Objects exhibited in the Abgineh Museum belong to a span of time beginning from pre- Islamic period up to contemporary Iran.
The Islamic era items are located on the second storey including several halls:
The Shell Hall, resembling the shape of a shell, which has an excellent exhibition of 9th and 10th century clay works from Neishabur, the Zarin Hall holding Seljuk era lusterware and items which are mostly decorated with inscriptions and Mongol’s figures on them and the Turquoise Halls displaying Ilkhanid potteries from 15th century.
Abgineh Museum includes dramatic ‘Nishapur' slip-painted ceramics Of the early medieval period, glass works from the 12th-13th century, known as the Golden Age of glass-making in Iran, lustreware from the Gorgan and other excavations, 14th-century pottery from Takht-e Soleyman and some later Safavid and Qajar ceramics. Most of the glass, however, some 260 pieces is exhibited on the ground floor on the Glassware and Ceramic Museum.
This monument used to be Egypt and Afghanistan embassy, a commercial bank and finally a glassware and ceramic museum. The museum was founded in the order of the former Queen, Farah, in 1980.

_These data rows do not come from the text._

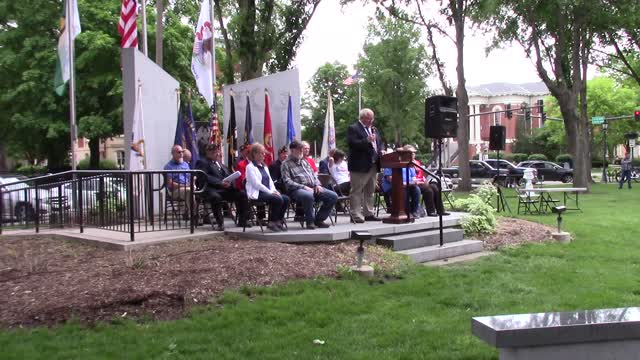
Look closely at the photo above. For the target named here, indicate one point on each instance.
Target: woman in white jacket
(260, 186)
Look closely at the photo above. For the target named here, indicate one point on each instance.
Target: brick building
(495, 97)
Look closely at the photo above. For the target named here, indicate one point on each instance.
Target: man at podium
(365, 146)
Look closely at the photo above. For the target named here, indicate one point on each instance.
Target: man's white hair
(365, 112)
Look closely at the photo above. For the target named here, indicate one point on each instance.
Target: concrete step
(420, 239)
(448, 250)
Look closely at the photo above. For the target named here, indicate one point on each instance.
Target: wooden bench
(585, 334)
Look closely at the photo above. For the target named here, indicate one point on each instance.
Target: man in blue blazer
(365, 147)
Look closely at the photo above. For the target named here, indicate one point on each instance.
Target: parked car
(548, 171)
(19, 198)
(479, 170)
(515, 172)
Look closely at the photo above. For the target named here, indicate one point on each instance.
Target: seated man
(429, 190)
(179, 183)
(218, 190)
(304, 187)
(339, 171)
(274, 168)
(413, 192)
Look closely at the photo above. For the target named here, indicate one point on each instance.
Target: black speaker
(497, 137)
(441, 117)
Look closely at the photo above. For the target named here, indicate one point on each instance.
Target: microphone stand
(439, 182)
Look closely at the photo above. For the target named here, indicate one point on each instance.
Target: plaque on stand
(396, 161)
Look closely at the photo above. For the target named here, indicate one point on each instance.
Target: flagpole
(145, 47)
(72, 86)
(359, 96)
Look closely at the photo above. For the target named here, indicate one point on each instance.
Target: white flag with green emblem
(63, 65)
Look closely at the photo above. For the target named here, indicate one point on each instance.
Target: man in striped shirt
(304, 187)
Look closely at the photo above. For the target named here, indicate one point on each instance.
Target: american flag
(127, 25)
(215, 137)
(352, 79)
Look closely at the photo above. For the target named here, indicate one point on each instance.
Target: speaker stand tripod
(502, 204)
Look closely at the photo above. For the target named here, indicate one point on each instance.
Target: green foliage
(537, 157)
(481, 218)
(105, 164)
(395, 65)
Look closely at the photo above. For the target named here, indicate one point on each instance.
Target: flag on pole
(215, 137)
(202, 58)
(248, 125)
(268, 134)
(291, 130)
(137, 152)
(352, 79)
(232, 135)
(329, 136)
(63, 63)
(127, 26)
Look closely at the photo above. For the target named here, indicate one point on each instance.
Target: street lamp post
(604, 154)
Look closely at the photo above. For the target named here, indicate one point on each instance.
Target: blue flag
(291, 130)
(248, 126)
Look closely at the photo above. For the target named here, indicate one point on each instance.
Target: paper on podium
(232, 177)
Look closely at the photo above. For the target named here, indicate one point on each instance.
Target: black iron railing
(124, 201)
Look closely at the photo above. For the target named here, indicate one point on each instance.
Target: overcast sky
(336, 34)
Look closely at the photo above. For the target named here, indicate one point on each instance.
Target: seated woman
(413, 192)
(340, 172)
(429, 189)
(260, 186)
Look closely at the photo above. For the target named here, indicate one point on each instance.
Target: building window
(120, 159)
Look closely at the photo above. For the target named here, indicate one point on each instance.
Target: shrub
(481, 218)
(103, 165)
(516, 157)
(537, 157)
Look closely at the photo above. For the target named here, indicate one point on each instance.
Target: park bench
(586, 334)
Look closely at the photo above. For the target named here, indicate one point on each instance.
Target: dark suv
(548, 171)
(515, 172)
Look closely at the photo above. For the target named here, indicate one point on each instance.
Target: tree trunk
(159, 30)
(94, 149)
(463, 99)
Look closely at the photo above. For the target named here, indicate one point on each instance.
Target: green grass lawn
(425, 315)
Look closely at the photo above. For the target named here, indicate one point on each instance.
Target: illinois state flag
(203, 54)
(268, 134)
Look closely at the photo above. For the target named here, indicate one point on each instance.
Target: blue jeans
(626, 175)
(278, 205)
(308, 198)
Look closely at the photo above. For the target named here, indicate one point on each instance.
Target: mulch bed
(46, 281)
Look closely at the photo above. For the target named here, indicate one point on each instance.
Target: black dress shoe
(322, 224)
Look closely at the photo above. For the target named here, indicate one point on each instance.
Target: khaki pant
(363, 185)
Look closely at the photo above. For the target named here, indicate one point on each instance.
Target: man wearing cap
(365, 147)
(304, 187)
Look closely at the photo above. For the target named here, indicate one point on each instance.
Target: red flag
(127, 24)
(268, 135)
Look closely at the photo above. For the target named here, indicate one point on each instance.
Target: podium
(397, 161)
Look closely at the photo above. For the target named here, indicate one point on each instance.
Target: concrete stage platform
(340, 231)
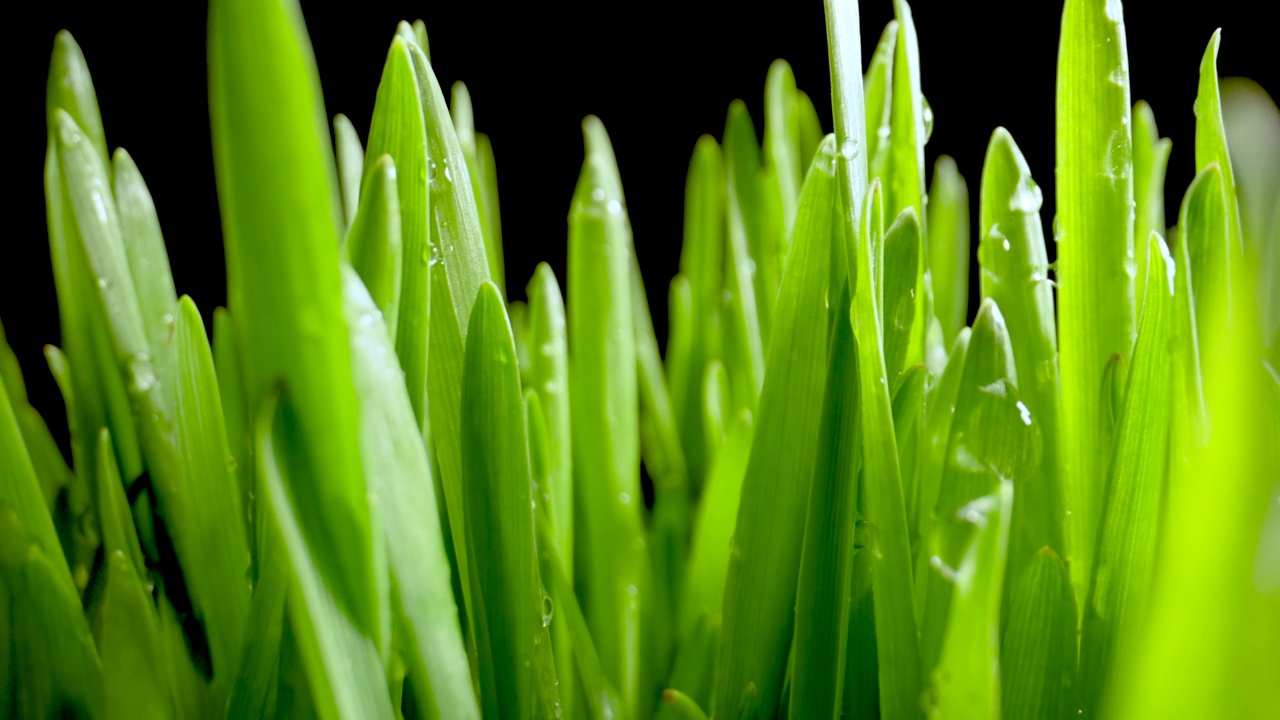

The museum objects, in general, can be divided into five categories each in a different hall:
The potteries in this collection consist of some samples of plain clay vessels belonging to B.C period having angular and animal patterns. On some artifacts, the early examples of glass glazes dating back to the 3rd millennium B.C can be found. The collection of Chogha Zanbil temple glass tubes as well as opaque perfume holders, ornaments and seals exhibited belong to the 1st and 2nd millennium B.C.
In this gallery, Achaemenian and Parthian period cut crystal vessels and bottles are displayed for visitors. Various vessels of Sassanian and post-Islam period are also added to this collection bearing molded, applied, pressed and cut decorations.
The evolution of the Sassanian period’s arts and techniques are observed here. Some samples of 9th to 13th centuries A.D are also exhibited in this gallery. In fact, the flourishing period of glassware and pottery is presented in the showcases here.
The artifacts presented in this gallery consist of the enameled and luster inscribed vessels of the 10th to 13th centuries. The inscriptions are generally of subjects like expressions, good prayers, and poems of Nezamy and Ferdosy. Patterns are mainly human figures in various ceremonies and animals especially birds.
Following destruction imposed on the centers of glass and pottery making in Iran, Safavid king, Shah Abbas I, initiated the revival of these two industries and enhanced it with Chinese and Italian artists helps. The objects of these two galleries are evidence for changes in the form and decorations of glassware and pottery artifacts using lapis-lazuli stones. Vases, sprinklers, and ewers in lapis lazuli and light orange colors are Shiraz and Esfahan products.
This impressive house is located in a 7000 m garden which is astoundingly decorated with intricate wooden windows and fifty kinds of brickwork. Inspired by the European and Russian architecture, this brilliant complex still boosts the art of Iranian architect by breathtaking stuccoes, mirror works, and delicate carvings.
There is a gift shop on the ground floor where you can buy books, DVDs, and other souvenirs. Also, you can take a lovely walk in the museum garden and yard. Although the museum is located in the middle of bustling Tehran, you will feel peaceful and relaxed in the museum area. You can take photos and record videos in the museum.